Bildungsgutscheine für Kinder

Einer Umfrage zufolge befürwortet die Mehrheit der Deutschen die Pläne von Bundessozialministerin Ursula von der Leyen, Hartz-IV-Familien Bildungsgutscheine zukommen zu lassen. Der Vorschlag ist allerdings nicht unumstritten.

Geldkarte für Sport und Bildung

Bis Ende dieses Jahres muss die Bundesregierung nach einer Entscheidung des Bundesverfassungsgerichts vom Februar 2010 die Leistungen für Kinder von Hartz IV-Empfängern neu regeln. Die Richter hatten unter anderem gerügt, dass der Hartz-IV-Satz für Kinder lediglich anteilig an der Leistung für Erwachsene berechnet sei und keine Kosten für beispielsweise Bildungsangebote berücksichtige. Statt direkter Geldleistungen plant Bundessozialministerin Ursula von der Leyen (CDU) ein bundesweites Chipkarten-System für die betroffenen Familien. Mit den Karten sollen Freizeit- und Bildungsangebote kostengünstig oder kostenlos genutzt werden können.


Breite Zustimmung der Bevölkerung

Fast 80 Prozent der Befragten plädierten in einer Umfrage des Magazins "stern" für diesen Vorschlag der Ministerin. Außerdem sprachen sich 44 Prozent der Befragten gegen eine Erhöhung des gültigen Hartz-IV-Satzes für Erwachsene aus (359 Euro monatlich, zuzüglich Wohnkosten). Acht Prozent meinten sogar, er solle verringert werden. 40 Prozent waren der Ansicht, dass der Satz heraufgesetzt werden sollte.
Vorbild für die Chipkarte ist die Stuttgarter "Familiencard". Die elektronische Geldbörse für Kultur, Sport und Bildung erhalten hier aber nicht nur Hartz-IV-, sondern auch Mittelstandsfamilien mit Kindern unter 16 Jahren. Voraussetzung ist, dass die Bruttoeinkünfte 60.000 Euro im Jahr nicht übersteigen. Wer vier oder mehr Kinder hat, erhält die Karte unabhängig vom Einkommen.

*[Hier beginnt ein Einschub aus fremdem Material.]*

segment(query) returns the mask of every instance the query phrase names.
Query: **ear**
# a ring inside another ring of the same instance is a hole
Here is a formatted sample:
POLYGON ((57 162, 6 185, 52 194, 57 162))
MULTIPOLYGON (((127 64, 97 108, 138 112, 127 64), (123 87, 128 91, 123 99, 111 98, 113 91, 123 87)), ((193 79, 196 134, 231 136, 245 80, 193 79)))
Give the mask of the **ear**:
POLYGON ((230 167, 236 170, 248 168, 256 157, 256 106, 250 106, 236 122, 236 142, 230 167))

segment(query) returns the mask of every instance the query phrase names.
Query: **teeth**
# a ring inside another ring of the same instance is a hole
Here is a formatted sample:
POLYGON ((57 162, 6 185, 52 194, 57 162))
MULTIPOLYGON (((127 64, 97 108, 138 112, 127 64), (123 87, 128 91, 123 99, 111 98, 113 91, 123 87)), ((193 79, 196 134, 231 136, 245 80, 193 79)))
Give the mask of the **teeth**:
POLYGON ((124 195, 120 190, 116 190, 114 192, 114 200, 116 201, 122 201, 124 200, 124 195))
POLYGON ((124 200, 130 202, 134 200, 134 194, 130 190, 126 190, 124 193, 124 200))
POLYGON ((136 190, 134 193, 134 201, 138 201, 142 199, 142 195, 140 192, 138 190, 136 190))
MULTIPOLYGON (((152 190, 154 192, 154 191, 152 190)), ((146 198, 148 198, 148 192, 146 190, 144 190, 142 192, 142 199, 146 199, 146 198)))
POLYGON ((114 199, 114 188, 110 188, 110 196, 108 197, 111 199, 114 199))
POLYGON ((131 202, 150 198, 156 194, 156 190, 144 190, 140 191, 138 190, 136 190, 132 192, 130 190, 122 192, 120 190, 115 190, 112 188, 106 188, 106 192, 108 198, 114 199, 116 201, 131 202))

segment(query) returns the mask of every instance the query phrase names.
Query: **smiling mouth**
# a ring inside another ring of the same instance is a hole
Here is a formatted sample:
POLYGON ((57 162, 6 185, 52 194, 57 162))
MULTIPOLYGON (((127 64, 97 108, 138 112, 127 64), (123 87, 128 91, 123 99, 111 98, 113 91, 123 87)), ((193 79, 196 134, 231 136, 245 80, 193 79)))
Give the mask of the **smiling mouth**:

Stigmatisierung verhindern

Die Sozialverbände stehen dem Vorschlag von der Leyens kritischer gegenüber. Gutscheine seien sinnvoll, aber nur zusätzlich, betonte etwa Caritas-Generalsekretär Georg Cremer: "Arme Familien brauchen eine bedarfsgerecht ermittelte Geldleistung, über die sie selbstbestimmt verfügen können." Ähnlich äußerte sich der Hauptgeschäftsführer des Paritätischen Wohlfahrtsverbandes Ulrich Schneider: "Jeder Lösungsvorschlag wird sich daran messen lassen müssen, ob er sowohl den zum Teil sehr individuellen Bedarfen von Kindern als auch den zum Teil sehr unterschiedlichen Voraussetzungen vor Ort gerecht wird." Und die Diakonie erklärte, dass Chipkarten nur dann eine Lösung sein, wenn alle Kinder eine solche Karte erhalten, um eine Stigmatisierung zu verhindern. "Ab einem bestimmten Einkommen müssten dann die Eltern die Chipkarte auf eigene Kosten aufladen", sagte Kerstin Griese, Vorstand Sozialpolitik im Diakonischen Werk. Die Diakonie plädiert weiterhin in erste Linie für den Ausbau der sozialen Infrastruktur und einen höheren Kinderregelsatz.